Hay autores que se dan por amortizados. Todo el mundo les conoce, todos hemos leído algo suyo. No son novedad, ni descubrimiento reciente. Forman parte del paisaje. Además, algunos de ellos tuvieron éxito en vida, con lo cual ya se da por pagada la deuda de la humanidad hacia ellos.

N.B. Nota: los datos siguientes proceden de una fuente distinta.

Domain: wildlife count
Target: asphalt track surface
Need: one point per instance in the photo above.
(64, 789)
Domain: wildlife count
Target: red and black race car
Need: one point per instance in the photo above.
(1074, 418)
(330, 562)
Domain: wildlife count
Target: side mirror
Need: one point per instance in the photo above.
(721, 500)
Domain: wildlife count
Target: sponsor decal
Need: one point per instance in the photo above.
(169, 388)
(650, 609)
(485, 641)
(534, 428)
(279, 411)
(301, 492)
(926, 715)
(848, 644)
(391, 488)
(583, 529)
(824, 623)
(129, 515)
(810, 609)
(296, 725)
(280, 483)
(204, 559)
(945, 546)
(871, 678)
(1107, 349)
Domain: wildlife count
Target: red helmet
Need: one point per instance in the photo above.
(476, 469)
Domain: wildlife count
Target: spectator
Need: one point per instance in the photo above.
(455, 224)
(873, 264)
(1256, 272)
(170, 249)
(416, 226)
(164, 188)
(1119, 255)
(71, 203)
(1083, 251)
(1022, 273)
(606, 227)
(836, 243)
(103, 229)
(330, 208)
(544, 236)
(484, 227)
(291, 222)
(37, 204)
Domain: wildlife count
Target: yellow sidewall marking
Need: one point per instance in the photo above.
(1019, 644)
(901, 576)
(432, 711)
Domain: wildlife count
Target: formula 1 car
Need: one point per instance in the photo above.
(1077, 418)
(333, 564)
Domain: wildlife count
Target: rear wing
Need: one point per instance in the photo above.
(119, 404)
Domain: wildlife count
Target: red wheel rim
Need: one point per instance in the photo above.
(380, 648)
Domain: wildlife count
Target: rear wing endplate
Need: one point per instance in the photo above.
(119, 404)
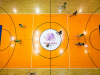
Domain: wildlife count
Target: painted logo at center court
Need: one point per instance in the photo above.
(50, 37)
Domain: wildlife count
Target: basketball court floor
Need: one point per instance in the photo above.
(62, 57)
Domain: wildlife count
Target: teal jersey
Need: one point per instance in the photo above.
(21, 25)
(82, 44)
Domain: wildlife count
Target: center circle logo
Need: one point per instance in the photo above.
(51, 38)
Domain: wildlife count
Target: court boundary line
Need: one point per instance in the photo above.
(32, 42)
(51, 68)
(49, 13)
(68, 36)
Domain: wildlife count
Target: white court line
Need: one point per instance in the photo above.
(68, 35)
(32, 42)
(51, 68)
(49, 13)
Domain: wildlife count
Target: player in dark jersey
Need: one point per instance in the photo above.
(80, 35)
(74, 13)
(22, 26)
(64, 6)
(81, 44)
(18, 41)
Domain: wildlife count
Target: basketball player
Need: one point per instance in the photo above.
(22, 26)
(18, 41)
(80, 35)
(74, 13)
(64, 6)
(47, 45)
(59, 33)
(81, 44)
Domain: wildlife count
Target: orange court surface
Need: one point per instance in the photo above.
(41, 50)
(67, 55)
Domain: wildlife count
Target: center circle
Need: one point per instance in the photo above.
(51, 38)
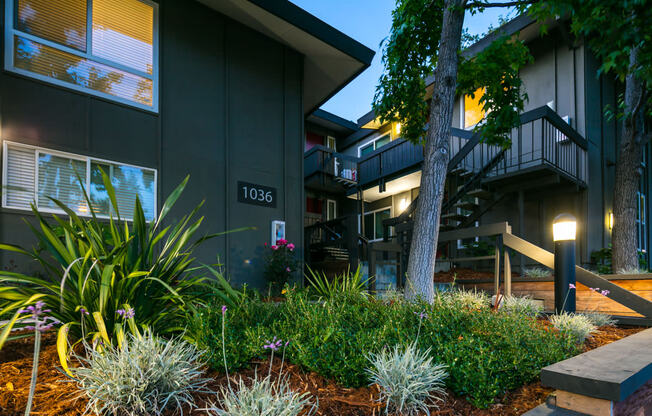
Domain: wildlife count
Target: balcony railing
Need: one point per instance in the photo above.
(543, 140)
(320, 159)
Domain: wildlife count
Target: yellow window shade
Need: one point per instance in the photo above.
(473, 112)
(61, 21)
(123, 32)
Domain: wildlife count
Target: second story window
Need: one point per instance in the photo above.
(103, 47)
(472, 111)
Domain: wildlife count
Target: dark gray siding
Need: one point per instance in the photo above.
(230, 110)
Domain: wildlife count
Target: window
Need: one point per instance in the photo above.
(331, 209)
(34, 175)
(104, 47)
(472, 110)
(375, 144)
(373, 223)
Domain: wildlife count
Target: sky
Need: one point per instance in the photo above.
(369, 22)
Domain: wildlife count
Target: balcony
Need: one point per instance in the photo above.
(543, 145)
(329, 171)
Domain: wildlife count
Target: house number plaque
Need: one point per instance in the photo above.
(254, 194)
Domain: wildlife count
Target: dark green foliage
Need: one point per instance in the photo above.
(410, 56)
(487, 353)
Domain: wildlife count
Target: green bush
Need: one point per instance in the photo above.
(486, 352)
(99, 269)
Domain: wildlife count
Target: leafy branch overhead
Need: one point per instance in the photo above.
(410, 56)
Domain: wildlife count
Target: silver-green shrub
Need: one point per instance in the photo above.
(147, 376)
(537, 273)
(263, 397)
(471, 299)
(408, 379)
(522, 305)
(600, 319)
(578, 326)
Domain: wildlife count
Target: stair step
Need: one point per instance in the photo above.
(453, 216)
(469, 206)
(480, 193)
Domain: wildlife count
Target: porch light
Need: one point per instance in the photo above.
(564, 227)
(564, 230)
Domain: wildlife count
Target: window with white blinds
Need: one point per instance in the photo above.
(36, 175)
(103, 47)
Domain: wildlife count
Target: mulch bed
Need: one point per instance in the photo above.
(57, 396)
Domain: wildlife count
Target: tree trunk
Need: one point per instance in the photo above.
(423, 250)
(628, 174)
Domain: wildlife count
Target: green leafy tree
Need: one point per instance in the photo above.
(427, 39)
(619, 33)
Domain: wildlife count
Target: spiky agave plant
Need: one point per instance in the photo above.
(97, 267)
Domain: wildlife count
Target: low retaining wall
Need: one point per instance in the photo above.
(587, 300)
(613, 380)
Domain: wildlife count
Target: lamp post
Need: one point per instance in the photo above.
(564, 229)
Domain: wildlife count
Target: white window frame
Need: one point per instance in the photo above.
(374, 214)
(11, 31)
(87, 159)
(373, 142)
(334, 202)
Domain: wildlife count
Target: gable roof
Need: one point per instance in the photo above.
(331, 58)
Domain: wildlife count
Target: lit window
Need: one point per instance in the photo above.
(36, 175)
(49, 41)
(373, 223)
(473, 112)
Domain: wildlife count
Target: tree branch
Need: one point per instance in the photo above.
(505, 4)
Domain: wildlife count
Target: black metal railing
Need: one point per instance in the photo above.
(321, 159)
(542, 140)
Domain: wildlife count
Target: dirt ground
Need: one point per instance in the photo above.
(57, 395)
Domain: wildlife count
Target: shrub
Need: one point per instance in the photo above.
(280, 263)
(522, 305)
(333, 337)
(599, 319)
(97, 267)
(146, 376)
(408, 379)
(578, 326)
(343, 284)
(262, 397)
(537, 273)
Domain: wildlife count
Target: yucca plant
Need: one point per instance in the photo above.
(343, 284)
(95, 268)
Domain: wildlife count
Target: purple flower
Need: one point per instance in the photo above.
(273, 345)
(421, 314)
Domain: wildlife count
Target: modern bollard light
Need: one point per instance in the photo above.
(564, 229)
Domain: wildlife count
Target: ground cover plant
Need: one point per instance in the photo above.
(486, 352)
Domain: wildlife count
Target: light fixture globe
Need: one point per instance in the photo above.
(564, 227)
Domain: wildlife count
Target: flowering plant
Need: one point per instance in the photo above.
(280, 263)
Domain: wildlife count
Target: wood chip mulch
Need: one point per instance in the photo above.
(56, 395)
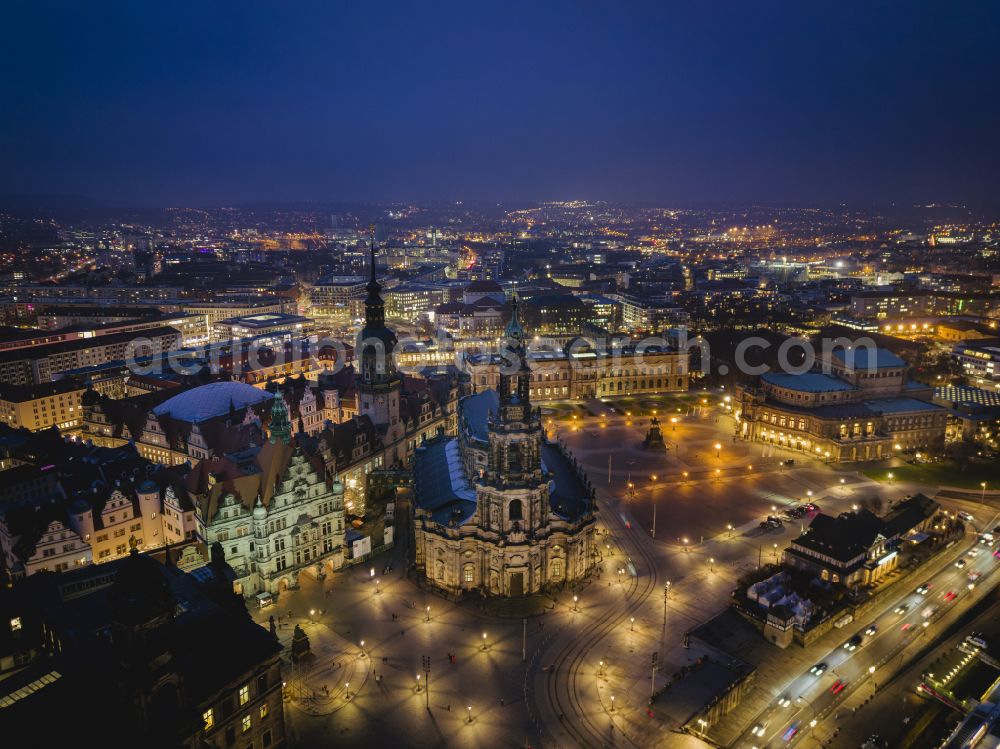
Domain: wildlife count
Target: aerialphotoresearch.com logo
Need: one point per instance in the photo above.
(262, 359)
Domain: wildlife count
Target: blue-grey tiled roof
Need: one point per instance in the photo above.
(440, 484)
(865, 358)
(900, 405)
(476, 408)
(809, 382)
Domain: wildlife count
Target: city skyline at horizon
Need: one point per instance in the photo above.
(647, 103)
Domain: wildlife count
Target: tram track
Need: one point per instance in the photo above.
(563, 679)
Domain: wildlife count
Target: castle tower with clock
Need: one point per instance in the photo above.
(380, 386)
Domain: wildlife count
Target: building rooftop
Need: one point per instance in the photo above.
(900, 405)
(809, 382)
(866, 358)
(968, 395)
(208, 401)
(264, 320)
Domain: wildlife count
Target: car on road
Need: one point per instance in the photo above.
(976, 638)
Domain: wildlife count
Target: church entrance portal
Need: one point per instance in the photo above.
(516, 584)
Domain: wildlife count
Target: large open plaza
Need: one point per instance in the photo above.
(512, 673)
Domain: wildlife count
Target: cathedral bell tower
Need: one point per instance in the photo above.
(515, 432)
(380, 384)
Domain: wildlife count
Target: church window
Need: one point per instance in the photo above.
(515, 510)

Stefan Zweig es uno de ellos. Un autor tan poco escabroso, tan pulcro en sus escritos, tan académico, tan poco rompedor, ni vanguardista… Diríase un conservador de la literatura, pues a pesar de haber vivido en la plena época de convulsiones del primer tercio del siglo XX -era de la ruptura absoluta con la tradición y ensalzamiento sin límites de lo novedoso, fuera cual fuera su calidad- sus obras no aportan ningún hallazgo decisivo, ni en la forma -una sintaxis ordenada, un vocabulario correcto- ni en el fondo -historias del  día a día, pequeños mosaicos de la cotidianeidad aparentemente anodina.

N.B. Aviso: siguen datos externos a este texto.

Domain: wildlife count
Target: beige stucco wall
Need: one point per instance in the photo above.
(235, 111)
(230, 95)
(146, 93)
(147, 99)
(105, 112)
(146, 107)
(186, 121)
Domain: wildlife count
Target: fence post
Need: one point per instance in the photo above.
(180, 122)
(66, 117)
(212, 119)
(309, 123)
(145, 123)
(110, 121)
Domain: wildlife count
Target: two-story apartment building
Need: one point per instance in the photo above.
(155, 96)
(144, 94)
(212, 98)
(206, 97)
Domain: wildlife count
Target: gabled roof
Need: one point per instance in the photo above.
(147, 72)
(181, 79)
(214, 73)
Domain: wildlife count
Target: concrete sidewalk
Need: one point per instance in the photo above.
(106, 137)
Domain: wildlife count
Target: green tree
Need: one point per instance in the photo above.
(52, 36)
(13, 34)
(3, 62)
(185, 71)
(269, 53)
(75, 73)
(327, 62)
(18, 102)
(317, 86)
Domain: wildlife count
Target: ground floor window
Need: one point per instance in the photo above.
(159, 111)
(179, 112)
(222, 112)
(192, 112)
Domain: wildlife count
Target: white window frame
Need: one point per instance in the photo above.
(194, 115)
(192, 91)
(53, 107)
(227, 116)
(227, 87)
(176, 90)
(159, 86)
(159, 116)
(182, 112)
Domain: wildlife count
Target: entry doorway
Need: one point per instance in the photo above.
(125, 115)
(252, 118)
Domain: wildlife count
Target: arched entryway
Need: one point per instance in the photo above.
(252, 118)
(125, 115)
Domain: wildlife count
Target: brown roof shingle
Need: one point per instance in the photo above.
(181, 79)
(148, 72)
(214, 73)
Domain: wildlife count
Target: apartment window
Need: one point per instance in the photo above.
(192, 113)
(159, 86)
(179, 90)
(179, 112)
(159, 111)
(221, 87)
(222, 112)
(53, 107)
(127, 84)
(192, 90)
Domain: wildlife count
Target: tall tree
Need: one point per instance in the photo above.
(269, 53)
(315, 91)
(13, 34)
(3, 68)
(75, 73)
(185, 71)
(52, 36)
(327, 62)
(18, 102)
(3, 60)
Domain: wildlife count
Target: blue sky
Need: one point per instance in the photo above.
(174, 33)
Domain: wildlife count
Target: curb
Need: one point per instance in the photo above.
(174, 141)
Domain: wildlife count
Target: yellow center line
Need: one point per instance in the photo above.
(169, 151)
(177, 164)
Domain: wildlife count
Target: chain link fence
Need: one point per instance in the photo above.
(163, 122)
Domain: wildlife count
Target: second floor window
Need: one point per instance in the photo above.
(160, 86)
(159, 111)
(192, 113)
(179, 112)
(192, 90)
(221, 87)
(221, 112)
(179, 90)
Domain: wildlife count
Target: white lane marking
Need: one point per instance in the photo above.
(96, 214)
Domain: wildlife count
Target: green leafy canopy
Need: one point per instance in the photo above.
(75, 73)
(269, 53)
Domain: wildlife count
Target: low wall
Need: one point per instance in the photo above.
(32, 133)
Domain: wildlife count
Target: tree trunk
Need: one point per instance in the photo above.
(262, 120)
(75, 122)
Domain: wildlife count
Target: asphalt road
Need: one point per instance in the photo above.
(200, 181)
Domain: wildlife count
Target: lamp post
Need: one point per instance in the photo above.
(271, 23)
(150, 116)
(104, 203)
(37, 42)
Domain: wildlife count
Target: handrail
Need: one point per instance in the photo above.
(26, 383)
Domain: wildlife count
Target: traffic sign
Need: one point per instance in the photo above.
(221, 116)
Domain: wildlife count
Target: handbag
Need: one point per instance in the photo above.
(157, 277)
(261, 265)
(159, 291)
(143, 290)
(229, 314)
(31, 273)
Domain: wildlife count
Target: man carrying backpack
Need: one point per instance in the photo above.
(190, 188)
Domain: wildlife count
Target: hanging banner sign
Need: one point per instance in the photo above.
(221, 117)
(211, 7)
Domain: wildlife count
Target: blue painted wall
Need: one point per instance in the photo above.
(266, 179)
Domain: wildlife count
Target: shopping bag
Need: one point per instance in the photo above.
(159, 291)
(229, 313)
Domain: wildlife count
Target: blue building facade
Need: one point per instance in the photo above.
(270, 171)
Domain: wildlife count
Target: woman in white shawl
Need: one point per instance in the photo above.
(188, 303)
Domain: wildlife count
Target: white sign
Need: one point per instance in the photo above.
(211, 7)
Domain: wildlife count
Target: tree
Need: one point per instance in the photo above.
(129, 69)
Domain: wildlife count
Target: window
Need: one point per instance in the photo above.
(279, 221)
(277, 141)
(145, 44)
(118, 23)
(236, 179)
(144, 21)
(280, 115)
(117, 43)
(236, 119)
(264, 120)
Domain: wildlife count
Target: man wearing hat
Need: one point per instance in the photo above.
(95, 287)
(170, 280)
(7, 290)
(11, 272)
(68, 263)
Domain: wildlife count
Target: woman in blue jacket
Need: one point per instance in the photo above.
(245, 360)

Sin embargo, basta leer Carta de una desconocida, escrita en 1922, para darnos cuenta de que estamos ante uno de los muy grandes, y de que a pesar de toda su pulcritud y academicismo civilizado Zweig fue un escritor de primerísima magnitud, cuya importancia en la historia no parará de crecer.

El texto tiene la intensidad de Dostoiewsky, la trascendencia de Dickens y la belleza musical de Puccini, todo en uno. Estoy seguro de que llegará el día en el que todos los supuestos lastres que hacen de Zweig hoy un autor amortizado se tornarán en activos motores de una revalorización imparable, y que cuando dentro de cinco o diez siglos nombres como los de Marinetti, Huidobro, Picasso o Joyce sean solo familiares al oído de los eruditos, el de Zweig lo será, como lo fue en vida, para todo el mundo.

La versión que acabo de leer es la traducida por Alberto Gordo para la editorial Páginas de Espuma.